Well there was one way.
I darted around Nathanial and jerked at the buttons on my shirt, but one arm hung useless at my side and my claws made it hard to operate the buttons. Degan’s skin split over his back. I was out of time. With a frustrated growl, I ripped the shirt, rending both layers I wore. Pain tore over me as I jerked the fabric off my body. I swallowed back a curse and stepped around Nathanial.
“It’s
my
blood.” I dropped the shredded shirts to the floor, revealing the jagged suture marks running the length of my arm. “My blood.”
Degan’s human bones were already reshaping into a wolf’s form, his muscles making wet sounds as his joints popped.
He’s too far gone.
His eyes were clear, though. He watched me, and I saw the alarm in the still mostly human-shaped face. Then his skin sealed back around his body.
His human skin.
I blinked in surprise. I wouldn’t have been able to reverse a shift that advanced. He was powerful, a lot more powerful than I would have guessed. But lethal energy still rolled off him, enough energy that he could have shifted again.
Immediately, if needed. I gulped, feeling very vulnerable, standing half-naked and injured in front of this fallen
Torin.
My instincts better be right.
Degan stalked across the room, his nose flaring as he moved into my personal space. Nathanial was suddenly there, between us. He threw only one punch, and the clanless shifter crashed into the wall. The thud shook the room, but Degan rolled to his feet. Stood. I wrapped a hand around Nathanial’s bicep before he could move forward to continue the attack.
“Don’t. He wasn’t going to hurt me.” Or at least, I didn’t think he’d planned to.
Degan rolled his shoulders back, but while his stance was defensive, he ducked his head. It was an apologetic, almost submissive gesture. “I should have announced my intentions. I wish only to analyze your mate’s scent,” he said, nodding at Nathanial.

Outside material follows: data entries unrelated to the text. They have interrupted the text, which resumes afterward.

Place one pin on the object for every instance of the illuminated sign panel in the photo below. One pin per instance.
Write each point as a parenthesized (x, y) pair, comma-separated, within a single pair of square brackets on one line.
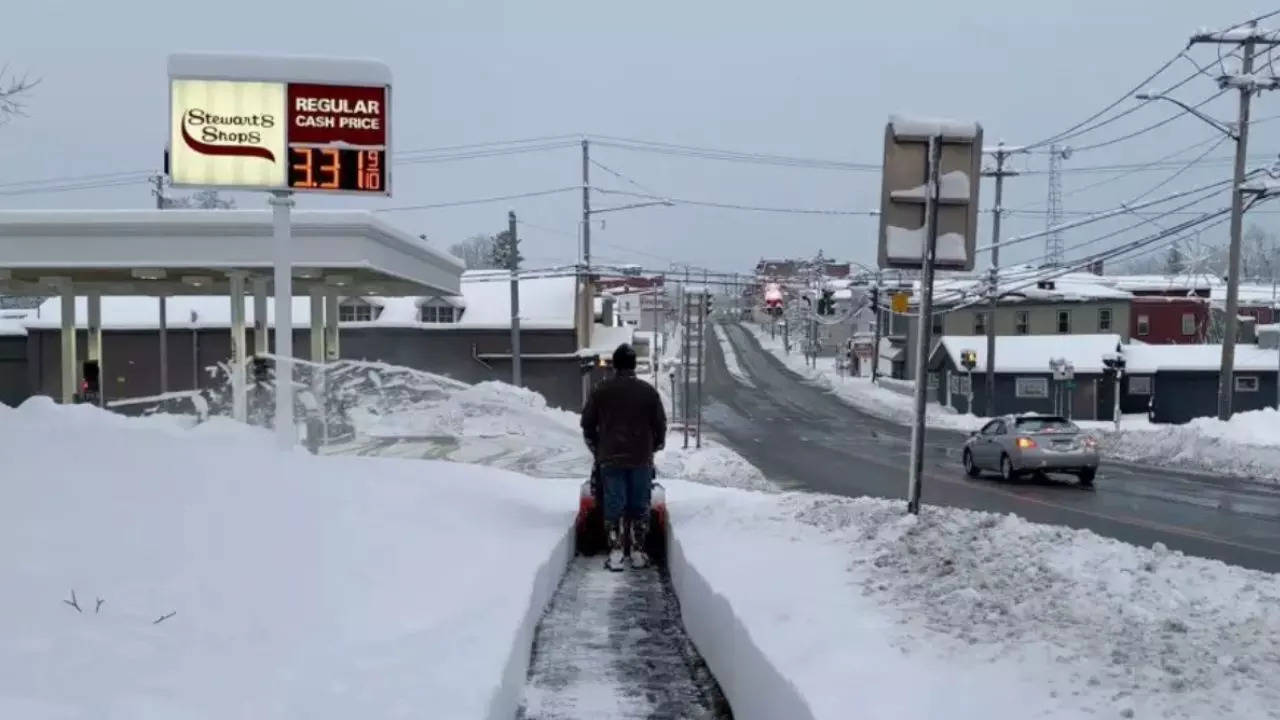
[(306, 137)]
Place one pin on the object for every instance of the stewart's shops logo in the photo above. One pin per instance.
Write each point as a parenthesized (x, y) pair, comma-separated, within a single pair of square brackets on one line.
[(227, 135)]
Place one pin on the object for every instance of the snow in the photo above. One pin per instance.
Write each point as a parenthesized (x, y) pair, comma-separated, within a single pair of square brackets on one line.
[(300, 586), (731, 363), (1031, 354), (905, 245), (955, 186), (851, 604), (412, 414), (1244, 446), (279, 68), (912, 126), (1205, 358), (544, 301)]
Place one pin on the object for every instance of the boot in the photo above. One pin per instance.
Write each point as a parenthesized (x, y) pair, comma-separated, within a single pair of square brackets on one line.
[(615, 561), (639, 542)]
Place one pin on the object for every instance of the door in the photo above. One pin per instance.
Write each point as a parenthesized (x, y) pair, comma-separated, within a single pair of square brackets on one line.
[(986, 449), (1084, 400)]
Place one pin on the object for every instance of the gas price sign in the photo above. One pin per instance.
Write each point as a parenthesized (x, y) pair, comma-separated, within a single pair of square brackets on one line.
[(305, 137)]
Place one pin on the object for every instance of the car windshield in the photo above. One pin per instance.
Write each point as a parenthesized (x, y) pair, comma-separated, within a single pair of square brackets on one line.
[(1046, 425)]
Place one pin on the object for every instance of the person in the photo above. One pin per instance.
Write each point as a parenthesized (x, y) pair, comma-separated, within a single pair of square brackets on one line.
[(624, 425)]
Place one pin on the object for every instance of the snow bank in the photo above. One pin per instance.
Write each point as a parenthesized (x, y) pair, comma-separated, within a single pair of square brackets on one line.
[(810, 606), (291, 586), (506, 427), (1248, 445)]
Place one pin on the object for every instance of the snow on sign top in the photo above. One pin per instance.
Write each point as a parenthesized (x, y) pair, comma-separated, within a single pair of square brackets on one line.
[(908, 126), (279, 68)]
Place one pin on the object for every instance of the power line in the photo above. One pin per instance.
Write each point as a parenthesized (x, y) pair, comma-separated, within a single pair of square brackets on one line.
[(479, 200), (739, 206)]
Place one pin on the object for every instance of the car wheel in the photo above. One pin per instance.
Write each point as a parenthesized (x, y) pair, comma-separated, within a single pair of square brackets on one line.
[(1006, 469)]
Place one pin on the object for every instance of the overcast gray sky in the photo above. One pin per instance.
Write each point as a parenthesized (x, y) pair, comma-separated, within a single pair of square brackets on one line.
[(803, 77)]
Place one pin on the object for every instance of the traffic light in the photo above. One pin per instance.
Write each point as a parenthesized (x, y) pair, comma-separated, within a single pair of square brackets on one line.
[(261, 369)]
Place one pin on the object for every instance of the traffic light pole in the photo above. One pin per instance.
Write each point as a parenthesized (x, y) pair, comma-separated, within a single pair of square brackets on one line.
[(924, 329)]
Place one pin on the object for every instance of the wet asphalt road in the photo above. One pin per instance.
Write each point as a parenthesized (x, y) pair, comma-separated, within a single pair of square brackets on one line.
[(805, 438)]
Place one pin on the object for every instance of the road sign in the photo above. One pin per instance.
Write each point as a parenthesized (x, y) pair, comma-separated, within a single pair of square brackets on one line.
[(279, 124), (905, 192)]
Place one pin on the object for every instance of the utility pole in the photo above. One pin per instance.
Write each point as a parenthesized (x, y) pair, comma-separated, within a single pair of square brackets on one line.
[(513, 264), (164, 304), (702, 351), (876, 311), (684, 363), (588, 299), (1000, 173), (1247, 85)]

“He’s not—” My teeth snapped shut before I finished the sentence. In Firth, a male shifter would never touch a mated female without her mate’s permission. Nathanial and I had shared blood, which had mingled our scents. My cheeks burned. With our merged scent—mating was a logical assumption. Denying it would damage my credibility.
Besides,
after what almost happened in this room…
I didn’t finish that thought. Dropping my gaze to the floor, I muttered, “It’s complicated. Nathanial?”
He was staring at me again, as if he was trying to figure out my thoughts but couldn’t follow them. I didn’t have a great track record for good decisions. I could only hope I was making one now. If my poison-tainted blood was what had drawn Degan here, there were only two explanations as to how I could have picked up the scent of the murder victim.
One was when I shared blood with Tatius. The other was Akane’s venom. I was betting on the latter. If we knew who killed the Collector’s vampire, we’d have one very powerful bargaining chip.
Slowly Nathanial nodded, but his eyes revealed how unhappy he was with the situation. He unbuttoned his shirt and slid out of it before holding it out to me. I accepted his help into the shirt, which hung halfway to my knees, and let him button it for me. I guessed Degan didn’t give a damn about the fact I’d been nearly nude—most shifters didn’t, but covering myself seemed to make Nathanial feel better, so I did.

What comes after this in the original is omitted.